I should compile a list of things that grate on me. The first two that come to mind are that I don't suffer fools gladly, and I'm against cookie-cutter mentality (or intolerance). [People who don't like this shouldn't pretend they are experts simply because they're popular online, nor act like my teacher when they aren't, nor claim everyone should step in line with them]. Neil Carter is an example of both in this particular post. On Facebook he said something others have recently been saying:
Most skeptics have become experts at dismantling religion. Would that they were half as good at creating something better to take its place.
I have so much to say on this topic but not enough time. I welcome a written debate on it. I had a brief exchange with him on FB because it didn't take long to dismantle what he said.

John W. Loftus: Neil, we can start by ostracizing thieves, racists, womanizers, misogynists, homophobes and plagiarists.

John W. Loftus: Neil, when it comes to being an expert it means one has a focus and is an expert in that focus. Are you suggesting experts should not be experts but instead be generalists? Or are you suggesting some experts who seek to build community are doing better work than other experts who dismantle religious faith? Or are you suggesting the work of dismantling religious faith is almost complete, such that those of us who do that thankless work should be discouraged, despite the fact we are outnumbered, out funded and bucking centuries of faith based social structures? If so, on any of these points, I think you need a reality check.

Neil Carter: Let me ask an alternative question: Do you even believe there is anything to be done after the dismantling is underway? What comes next? And do we feel that we as a subculture have any responsibility to ask ourselves what human needs were being met (albeit poorly) by religion, and what we have to meet those needs in its place?

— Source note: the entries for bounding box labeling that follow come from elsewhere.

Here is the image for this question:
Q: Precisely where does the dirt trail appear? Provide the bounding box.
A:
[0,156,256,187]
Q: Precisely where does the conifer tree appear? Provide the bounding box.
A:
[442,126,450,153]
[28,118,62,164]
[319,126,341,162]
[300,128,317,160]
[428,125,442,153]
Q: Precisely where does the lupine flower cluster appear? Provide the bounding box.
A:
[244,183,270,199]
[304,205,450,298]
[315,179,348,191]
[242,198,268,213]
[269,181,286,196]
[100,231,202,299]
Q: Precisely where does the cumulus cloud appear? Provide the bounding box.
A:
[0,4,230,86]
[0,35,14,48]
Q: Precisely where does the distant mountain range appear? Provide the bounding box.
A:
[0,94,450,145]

Speaking of our subculture as a whole, we consistently and passionately celebrate deconstructing religion but I see too many content to stop there, as if the work is done once we've established that religions got it wrong.

John W. Loftus: In an atheistic culture there wouldn't be an atheist community, if that's the point of your question. As to humanizing and secularizing our culture goes, yes. However, I think that getting rid of the religious motivation for deeds and laws helps all by itself.

Q: Why do you expect everyone to do both tasks? Or do you? Because what you wrote says just that.